El paro nacional convocado por la CGT continúa paralizando el transporte público en Buenos Aires, dejando calles desoladas y afectando severamente a los trabajadores. Reportes en vivo desde estaciones como Once y Constitución muestran cierres de accesos y adhesión total de gremios como UTA y ferroviarios, con solo líneas del grupo Dota operando de forma reducida. La medida, que se extiende por 24 horas desde la medianoche, genera un impacto económico estimado en 600 millones de dólares, equivalente al 1% del PBI argentino, golpeando tanto a empresas como al Estado por la caída en impuestos.
En el programa, se discuten las consecuencias para los trabajadores en relación de dependencia, monotributistas y oficios independientes, como plomeros que no pueden trasladarse distancias largas sin transporte.

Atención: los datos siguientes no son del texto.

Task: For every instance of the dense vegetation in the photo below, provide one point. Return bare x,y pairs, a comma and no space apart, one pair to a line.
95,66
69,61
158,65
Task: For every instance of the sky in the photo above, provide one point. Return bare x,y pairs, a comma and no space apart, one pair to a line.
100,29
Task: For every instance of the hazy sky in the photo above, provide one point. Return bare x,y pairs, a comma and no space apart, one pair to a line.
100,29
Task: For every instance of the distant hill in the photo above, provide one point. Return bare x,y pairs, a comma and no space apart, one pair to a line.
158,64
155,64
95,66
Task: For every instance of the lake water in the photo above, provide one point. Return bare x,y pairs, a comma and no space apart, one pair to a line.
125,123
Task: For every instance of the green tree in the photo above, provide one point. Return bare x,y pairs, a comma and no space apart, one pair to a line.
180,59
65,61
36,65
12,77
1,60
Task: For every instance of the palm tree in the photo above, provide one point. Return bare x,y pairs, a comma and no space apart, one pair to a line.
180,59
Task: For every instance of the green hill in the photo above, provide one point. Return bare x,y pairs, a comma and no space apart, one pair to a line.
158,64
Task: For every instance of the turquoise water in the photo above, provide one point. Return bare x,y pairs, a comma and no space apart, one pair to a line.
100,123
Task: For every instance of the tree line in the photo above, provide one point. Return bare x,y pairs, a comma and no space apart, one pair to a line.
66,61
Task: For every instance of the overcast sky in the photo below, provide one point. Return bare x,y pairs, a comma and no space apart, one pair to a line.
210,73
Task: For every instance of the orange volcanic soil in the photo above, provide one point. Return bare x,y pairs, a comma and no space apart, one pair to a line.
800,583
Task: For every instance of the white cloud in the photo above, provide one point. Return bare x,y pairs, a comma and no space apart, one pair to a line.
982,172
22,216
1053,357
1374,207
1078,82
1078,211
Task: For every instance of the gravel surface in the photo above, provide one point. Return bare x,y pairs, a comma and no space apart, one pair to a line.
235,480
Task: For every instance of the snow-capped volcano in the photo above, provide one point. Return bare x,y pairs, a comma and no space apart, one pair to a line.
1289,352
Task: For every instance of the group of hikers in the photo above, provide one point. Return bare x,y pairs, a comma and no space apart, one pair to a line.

Mensajes de oyentes revelan dilemas: un empleado en negro es obligado a presentarse al trabajo pero debe pagar su propio traslado vía apps, cuestionando si la empresa debe cubrir viáticos. Expertos destacan que, ante la huelga amparada por la Constitución, no debería descontarse el día, aunque empresarios aplican descuentos por presentismo, exacerbando la informalidad que afecta a casi la mitad de los empleados en Argentina.
La discusión vincula el paro a la reforma laboral impulsada por el gobierno de Javier Milei, criticada por precarizar condiciones como el banco de horas, jornadas de 4 o 12 horas sin regulación y la eliminación de licencias por enfermedad, que inicialmente quitaba el 25-50% del salario por ausencias. El retiro del artículo 44 del proyecto erosionó al gobierno, comparado con el corralito de 2001 por tocar el bolsillo de clases media-bajas. La CGT actúa como opositora, mientras el peronismo dividido carece de liderazgo fuerte, recordando paros históricos como los 13 contra Alfonsín.
Se menciona la no adhesión de Dota, ligada históricamente al padre de Milei, y posibles sanciones a gremios como UTA. El presidente mantiene su agenda en EE.UU. pese al paro, mostrando su estilo disruptivo. Opiniones de espectadores enfatizan que el paro va más allá del artículo 44, protestando contra la precarización general que deja a los laburantes sin vida digna.